December
2, 2010
Early Childhood Services brings movie "Waiting on 'Superman'" locally free for all
Every morning, in big cities, suburbs and small
towns across America, parents send their children off to school with
the highest of hopes.
But a shocking number of students in the United
States attend schools where they have virtually no chance of learning
(failure factories likelier to produce dropouts than college
graduates). And despite decades of well-intended reforms and huge sums
of money spent on the problem, public schools haven't improved markedly
since the 1970s. Why?
There is an answer.
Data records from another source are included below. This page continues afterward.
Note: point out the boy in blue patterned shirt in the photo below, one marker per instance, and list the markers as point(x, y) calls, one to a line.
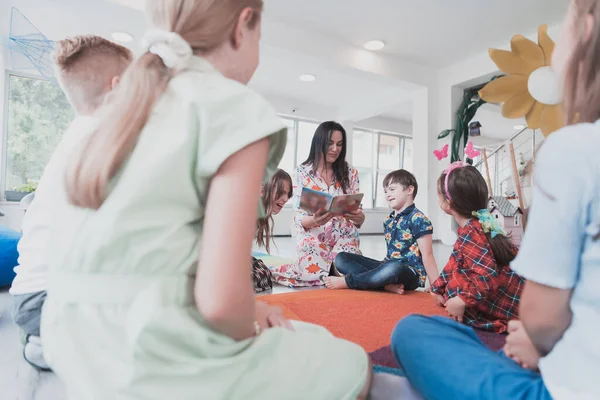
point(409, 260)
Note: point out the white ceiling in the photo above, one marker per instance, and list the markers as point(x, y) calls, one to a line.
point(324, 37)
point(439, 32)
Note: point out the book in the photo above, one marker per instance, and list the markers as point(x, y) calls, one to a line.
point(314, 200)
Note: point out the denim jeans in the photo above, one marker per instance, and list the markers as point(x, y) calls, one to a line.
point(27, 311)
point(367, 274)
point(444, 359)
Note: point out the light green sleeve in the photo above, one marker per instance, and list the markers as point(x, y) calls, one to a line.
point(235, 118)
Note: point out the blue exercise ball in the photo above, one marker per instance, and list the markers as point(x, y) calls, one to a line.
point(8, 254)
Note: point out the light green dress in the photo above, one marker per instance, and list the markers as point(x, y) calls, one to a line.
point(119, 321)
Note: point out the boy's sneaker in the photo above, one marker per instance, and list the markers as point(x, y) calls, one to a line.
point(33, 354)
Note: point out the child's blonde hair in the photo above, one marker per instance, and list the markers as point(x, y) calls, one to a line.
point(582, 78)
point(205, 25)
point(270, 191)
point(86, 66)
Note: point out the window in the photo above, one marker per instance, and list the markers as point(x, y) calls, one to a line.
point(288, 162)
point(306, 131)
point(37, 115)
point(362, 160)
point(375, 154)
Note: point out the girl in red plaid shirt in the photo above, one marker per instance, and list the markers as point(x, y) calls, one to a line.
point(477, 286)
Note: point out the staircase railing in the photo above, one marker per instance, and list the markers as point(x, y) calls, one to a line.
point(500, 164)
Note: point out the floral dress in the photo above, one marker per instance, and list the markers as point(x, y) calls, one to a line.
point(318, 247)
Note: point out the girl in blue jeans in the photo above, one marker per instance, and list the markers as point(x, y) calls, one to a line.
point(553, 351)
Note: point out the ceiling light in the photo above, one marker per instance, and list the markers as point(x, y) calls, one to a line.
point(307, 77)
point(122, 37)
point(374, 45)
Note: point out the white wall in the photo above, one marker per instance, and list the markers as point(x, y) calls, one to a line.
point(451, 81)
point(386, 124)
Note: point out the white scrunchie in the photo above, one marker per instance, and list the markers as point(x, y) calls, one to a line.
point(169, 46)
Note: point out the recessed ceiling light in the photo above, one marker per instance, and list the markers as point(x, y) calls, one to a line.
point(122, 37)
point(307, 77)
point(374, 45)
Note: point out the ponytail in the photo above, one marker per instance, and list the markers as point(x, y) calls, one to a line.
point(121, 122)
point(185, 27)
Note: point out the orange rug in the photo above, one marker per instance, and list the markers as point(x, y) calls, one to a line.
point(365, 318)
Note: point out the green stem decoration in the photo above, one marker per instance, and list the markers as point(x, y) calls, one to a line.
point(465, 113)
And it's not what people
think.
From "An Inconvenient Truth" director Davis
Guggenheim comes "Waiting for 'Superman,'" a provocative and cogent
examination of the crisis of public education in the United States told
through multiple interlocking stories - from a handful of students and
their families whose futures hang in the balance, to the educators and
reformers trying to find real and lasting solutions within a
dysfunctional system. Tackling such politically radioactive topics as
the power of teachers' unions and the entrenchment of school
bureaucracies, Guggenheim reveals the invisible forces that have held
true education reform back for decades.
On Sunday, December 4 at 1 p.m., the Ronan
Entertainer Theater will be showing the film. There are 140 seats
available for the show freely, as Early Childhood Services is committed
to paying for the showing of this phenomenal movie.